Aurubis holds the cleaner structural position, with the lead spread across profitability and stability. Adecco does not offset that deficit through any equally strong structural edge elsewhere. On the market side, Aurubis is in better shape — its trend is intact while Adecco's trend has broken down. That puts structure and market broadly in agreement — Aurubis's lead looks more confirmed than conflicted.
The comparison is based on similar long-term financial trajectories, not sector labels.
The clearest separation starts in profitability, but stability adds another real layer to the result. The overall score gap is 21 points in favour of Aurubis AG.
This pair is matched through long-term financial trajectory similarity within the selected peer universe.
This level of similarity signals a strong structural match, even though some dimensions still separate the two companies.
The match is driven mainly by revenue growth trajectory and capital structure.
Scores reflect position relative to comparable companies with similar long-term financial trajectories.
The largest gaps do not all point in the same direction.
Left means cheaper relative valuation. Higher means stronger structure.
Neither company combines the stronger profile with the cheaper valuation.
Valuation position uses peer-relative PE percentile (idx_pct_pe) where available.
Capital efficiency adds support, with a 4.2-point ROIC advantage.
Adecco Group AG still shows lower market-fundamental divergence, which keeps the wider picture mixed rather than completely one-sided.
The lead is built on both profitability and stability, making it broader than a single-dimension result.
Break down the ADEN.SW vs NDA.DE comparison across all dimensions with the full interactive tool.
Explore how ADEN.SW and NDA.DE each compare against other companies in their peer groups.
Rule-based, descriptive analysis only. Derived from peer percentile dimensions. Not investment advice. Peer groups are determined algorithmically based on structural similarity — not by sector classification alone.

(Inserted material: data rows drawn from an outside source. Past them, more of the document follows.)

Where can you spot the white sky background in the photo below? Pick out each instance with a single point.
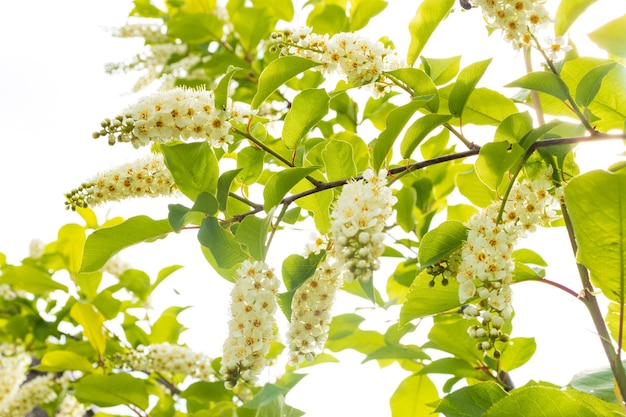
(54, 93)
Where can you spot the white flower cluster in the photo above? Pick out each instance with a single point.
(37, 391)
(14, 363)
(310, 313)
(171, 359)
(358, 222)
(486, 262)
(147, 177)
(177, 114)
(353, 56)
(250, 327)
(519, 20)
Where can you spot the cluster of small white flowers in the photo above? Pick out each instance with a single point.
(70, 407)
(310, 313)
(37, 391)
(519, 20)
(358, 59)
(147, 177)
(486, 261)
(358, 222)
(14, 363)
(177, 114)
(171, 359)
(250, 327)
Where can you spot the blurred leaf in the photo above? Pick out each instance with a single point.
(277, 73)
(222, 244)
(279, 184)
(465, 85)
(600, 227)
(111, 390)
(308, 108)
(414, 397)
(589, 85)
(472, 401)
(428, 16)
(193, 166)
(567, 13)
(611, 37)
(102, 244)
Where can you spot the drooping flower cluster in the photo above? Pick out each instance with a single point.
(310, 313)
(177, 114)
(486, 262)
(147, 177)
(358, 59)
(358, 223)
(170, 359)
(250, 327)
(519, 20)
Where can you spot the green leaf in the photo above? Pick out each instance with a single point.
(338, 160)
(414, 397)
(279, 184)
(495, 159)
(195, 27)
(589, 85)
(567, 13)
(395, 122)
(221, 91)
(64, 360)
(611, 37)
(92, 321)
(193, 166)
(441, 70)
(418, 131)
(472, 401)
(252, 232)
(465, 85)
(422, 300)
(441, 242)
(599, 222)
(222, 244)
(277, 73)
(428, 16)
(308, 108)
(111, 390)
(102, 244)
(30, 279)
(541, 401)
(517, 352)
(545, 82)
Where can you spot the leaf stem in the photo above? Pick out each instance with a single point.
(589, 299)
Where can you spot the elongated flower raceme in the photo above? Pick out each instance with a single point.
(310, 313)
(358, 59)
(177, 114)
(147, 177)
(486, 259)
(358, 223)
(165, 358)
(250, 327)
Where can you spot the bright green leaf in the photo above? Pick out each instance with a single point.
(599, 222)
(428, 16)
(418, 131)
(308, 108)
(193, 166)
(465, 85)
(102, 244)
(279, 184)
(111, 390)
(222, 244)
(277, 73)
(414, 397)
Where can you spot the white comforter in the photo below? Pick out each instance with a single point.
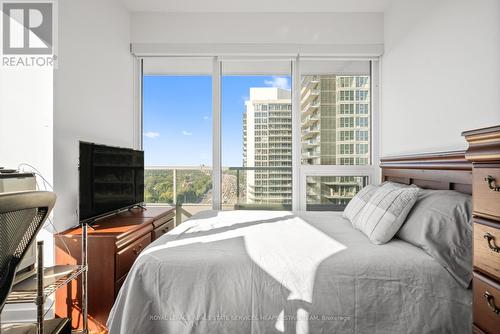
(278, 272)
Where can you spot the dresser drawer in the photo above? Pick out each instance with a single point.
(485, 200)
(486, 247)
(161, 230)
(486, 304)
(126, 257)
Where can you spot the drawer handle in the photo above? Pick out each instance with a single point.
(491, 183)
(491, 245)
(491, 302)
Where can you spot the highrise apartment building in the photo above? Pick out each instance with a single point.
(267, 140)
(335, 130)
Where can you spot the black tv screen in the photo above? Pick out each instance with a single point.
(111, 179)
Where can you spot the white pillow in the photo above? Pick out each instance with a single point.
(385, 212)
(357, 203)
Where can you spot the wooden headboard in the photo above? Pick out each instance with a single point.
(441, 171)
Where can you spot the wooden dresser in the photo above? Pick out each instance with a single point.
(484, 152)
(113, 245)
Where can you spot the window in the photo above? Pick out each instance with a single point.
(346, 95)
(346, 148)
(254, 135)
(362, 81)
(346, 108)
(332, 192)
(256, 119)
(362, 122)
(346, 122)
(169, 132)
(362, 135)
(361, 95)
(362, 109)
(345, 81)
(346, 135)
(335, 131)
(361, 148)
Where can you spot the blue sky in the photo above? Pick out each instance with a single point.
(178, 118)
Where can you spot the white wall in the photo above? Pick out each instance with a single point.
(274, 28)
(93, 91)
(440, 73)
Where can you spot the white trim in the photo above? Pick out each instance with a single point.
(255, 49)
(216, 137)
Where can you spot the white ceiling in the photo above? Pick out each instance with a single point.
(257, 6)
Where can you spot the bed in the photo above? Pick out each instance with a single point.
(303, 272)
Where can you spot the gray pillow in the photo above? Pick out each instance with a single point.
(440, 223)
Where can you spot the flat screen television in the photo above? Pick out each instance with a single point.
(111, 179)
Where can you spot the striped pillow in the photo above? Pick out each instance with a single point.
(385, 212)
(357, 203)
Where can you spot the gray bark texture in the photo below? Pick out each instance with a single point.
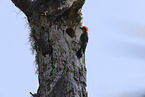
(56, 22)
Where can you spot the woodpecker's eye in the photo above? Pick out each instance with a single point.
(70, 32)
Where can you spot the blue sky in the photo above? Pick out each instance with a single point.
(115, 55)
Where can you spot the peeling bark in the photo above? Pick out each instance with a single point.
(60, 74)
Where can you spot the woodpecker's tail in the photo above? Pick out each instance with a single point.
(79, 53)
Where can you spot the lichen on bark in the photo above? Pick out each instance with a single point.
(60, 74)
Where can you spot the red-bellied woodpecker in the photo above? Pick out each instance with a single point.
(44, 47)
(83, 41)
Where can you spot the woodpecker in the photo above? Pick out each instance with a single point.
(43, 46)
(83, 41)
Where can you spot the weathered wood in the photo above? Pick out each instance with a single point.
(60, 74)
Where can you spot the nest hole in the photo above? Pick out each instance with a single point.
(71, 32)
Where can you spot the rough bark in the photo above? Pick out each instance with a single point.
(61, 73)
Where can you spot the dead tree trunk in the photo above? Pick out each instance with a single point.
(54, 35)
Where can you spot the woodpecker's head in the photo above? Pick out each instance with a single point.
(84, 29)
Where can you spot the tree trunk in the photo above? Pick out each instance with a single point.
(56, 24)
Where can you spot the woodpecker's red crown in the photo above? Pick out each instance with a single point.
(85, 29)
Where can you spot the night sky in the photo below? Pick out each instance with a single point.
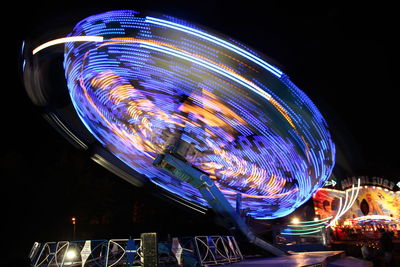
(342, 57)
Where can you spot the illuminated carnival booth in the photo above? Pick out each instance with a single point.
(360, 212)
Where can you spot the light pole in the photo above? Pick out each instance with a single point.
(73, 219)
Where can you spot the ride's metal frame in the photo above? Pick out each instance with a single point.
(171, 162)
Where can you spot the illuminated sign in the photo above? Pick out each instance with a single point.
(365, 180)
(371, 200)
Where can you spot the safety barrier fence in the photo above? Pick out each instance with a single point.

AssetNext scores reflect each company's structural position within its functional peer group — not a ranking against all stocks simultaneously. Peers are identified by similarity across eight financial dimensions, including revenue growth trajectory, margin structure, capital intensity, and earnings stability. A score of 75 means the company ranks in the top quartile within its own peer group, not the entire market.
Four dimension scores drive the overall peer score: Growth (revenue trajectory and expansion dynamics), Quality (margin structure and capital efficiency), Valuation (peer-relative pricing on standard multiples), and Stability (earnings consistency and financial predictability). Each dimension is scored 0–100 relative to the peer group, then combined into an overall peer score using equal weighting.
Scores are recalculated periodically as underlying financial data is updated. All analysis is descriptive and rule-based — AssetNext describes structural realities and never issues buy, sell or hold recommendations.